Let $f$ be a continuous function from $\mathbb R$ to $\mathbb R$ (where $\mathbb R$ is the set of all real numbers) that satisfies the following property: For every natural number $n$
$f(n) =$ the smallest prime factor of $n$. For example, $f(12) = 2$, $f(105) = 3$. Calculate the following.
(a) $\lim_\limits{x→∞} f(x)$.
(b) The number of solutions to the equation $f(x) = 2016$.

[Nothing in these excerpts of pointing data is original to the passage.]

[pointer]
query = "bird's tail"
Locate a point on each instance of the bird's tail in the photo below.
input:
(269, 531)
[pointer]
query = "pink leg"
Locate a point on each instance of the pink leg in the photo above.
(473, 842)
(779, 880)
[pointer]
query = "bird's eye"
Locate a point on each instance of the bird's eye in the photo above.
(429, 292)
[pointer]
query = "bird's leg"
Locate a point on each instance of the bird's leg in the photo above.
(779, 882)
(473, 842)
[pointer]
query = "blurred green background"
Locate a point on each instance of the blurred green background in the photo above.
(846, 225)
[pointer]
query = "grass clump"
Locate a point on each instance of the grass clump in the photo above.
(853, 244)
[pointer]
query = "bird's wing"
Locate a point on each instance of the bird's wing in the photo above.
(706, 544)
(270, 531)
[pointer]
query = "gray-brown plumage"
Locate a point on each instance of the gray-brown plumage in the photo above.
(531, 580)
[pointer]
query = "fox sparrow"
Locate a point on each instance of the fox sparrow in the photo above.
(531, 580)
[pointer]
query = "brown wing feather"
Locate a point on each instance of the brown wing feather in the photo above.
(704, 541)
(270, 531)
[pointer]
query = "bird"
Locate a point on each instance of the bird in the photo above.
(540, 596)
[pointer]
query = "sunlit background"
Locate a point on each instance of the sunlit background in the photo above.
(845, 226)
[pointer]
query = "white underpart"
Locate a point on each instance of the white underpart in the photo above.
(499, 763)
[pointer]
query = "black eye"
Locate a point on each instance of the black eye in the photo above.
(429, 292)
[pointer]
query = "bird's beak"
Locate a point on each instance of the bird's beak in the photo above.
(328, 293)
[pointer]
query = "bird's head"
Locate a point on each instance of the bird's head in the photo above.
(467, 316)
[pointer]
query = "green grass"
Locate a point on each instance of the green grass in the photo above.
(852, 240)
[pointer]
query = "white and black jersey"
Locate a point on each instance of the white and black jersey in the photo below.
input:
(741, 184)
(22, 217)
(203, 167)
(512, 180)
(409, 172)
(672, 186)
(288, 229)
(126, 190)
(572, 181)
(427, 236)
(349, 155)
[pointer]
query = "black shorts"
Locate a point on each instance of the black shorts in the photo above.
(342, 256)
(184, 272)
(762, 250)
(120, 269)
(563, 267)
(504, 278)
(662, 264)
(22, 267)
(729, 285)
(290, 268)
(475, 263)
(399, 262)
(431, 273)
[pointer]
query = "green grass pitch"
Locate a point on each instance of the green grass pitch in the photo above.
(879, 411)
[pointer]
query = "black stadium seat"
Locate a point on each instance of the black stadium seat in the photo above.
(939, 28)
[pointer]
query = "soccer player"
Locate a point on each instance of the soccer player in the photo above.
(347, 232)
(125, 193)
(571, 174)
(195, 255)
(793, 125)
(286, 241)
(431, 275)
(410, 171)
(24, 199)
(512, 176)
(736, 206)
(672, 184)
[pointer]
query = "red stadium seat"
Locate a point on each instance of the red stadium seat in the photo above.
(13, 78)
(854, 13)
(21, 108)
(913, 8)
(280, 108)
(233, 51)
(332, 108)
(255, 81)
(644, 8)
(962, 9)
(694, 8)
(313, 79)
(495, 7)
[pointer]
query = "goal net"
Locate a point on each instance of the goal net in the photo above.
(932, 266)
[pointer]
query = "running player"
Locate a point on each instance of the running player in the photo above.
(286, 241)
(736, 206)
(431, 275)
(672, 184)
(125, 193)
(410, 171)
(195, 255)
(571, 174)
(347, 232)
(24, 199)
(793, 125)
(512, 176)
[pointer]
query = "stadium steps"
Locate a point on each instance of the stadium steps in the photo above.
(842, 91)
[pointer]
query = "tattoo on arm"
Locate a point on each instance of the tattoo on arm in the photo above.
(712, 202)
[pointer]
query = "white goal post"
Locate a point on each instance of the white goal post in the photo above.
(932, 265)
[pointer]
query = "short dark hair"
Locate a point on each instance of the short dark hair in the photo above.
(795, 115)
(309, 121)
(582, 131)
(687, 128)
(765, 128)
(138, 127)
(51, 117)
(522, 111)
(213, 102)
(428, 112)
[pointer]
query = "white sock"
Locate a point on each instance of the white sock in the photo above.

Is the following reasoning correct for the a part? ' As there are infinite primes, if we assume that ∞ is a prime number, then $f(x)$= $∞$, thus $\lim_{x→∞}$ does not exist.'
In the b part the answer can be obtained by using intermediate value theorem, but shouldn't $f(x)$ not be equal to $2016$ as it is a composite number?
Here's the link to the original question Question Paper
Part A - 9th question.
(a) Your argument is not ok. $\infty$ is not a prime. However, there are arbitrarily large $x$ where $f(x)=2$ and arbitrarily large $x$ where $f(x)=3$ (think of $x=2^n$ and $x=3^n$, for example). Hence $\lim_{x\to\infty}f(x)$ cannot exist.
(b) Between $x_n=2017^n$ where $f(x_n)=2017$ and the even number $x_n+1$ where $f(x_n+1)=2$, the continuity of $f$ guarantees the existence of at least one point $y_n$ where $f(y_n)=2016$. Hence there are infinitely many solutions.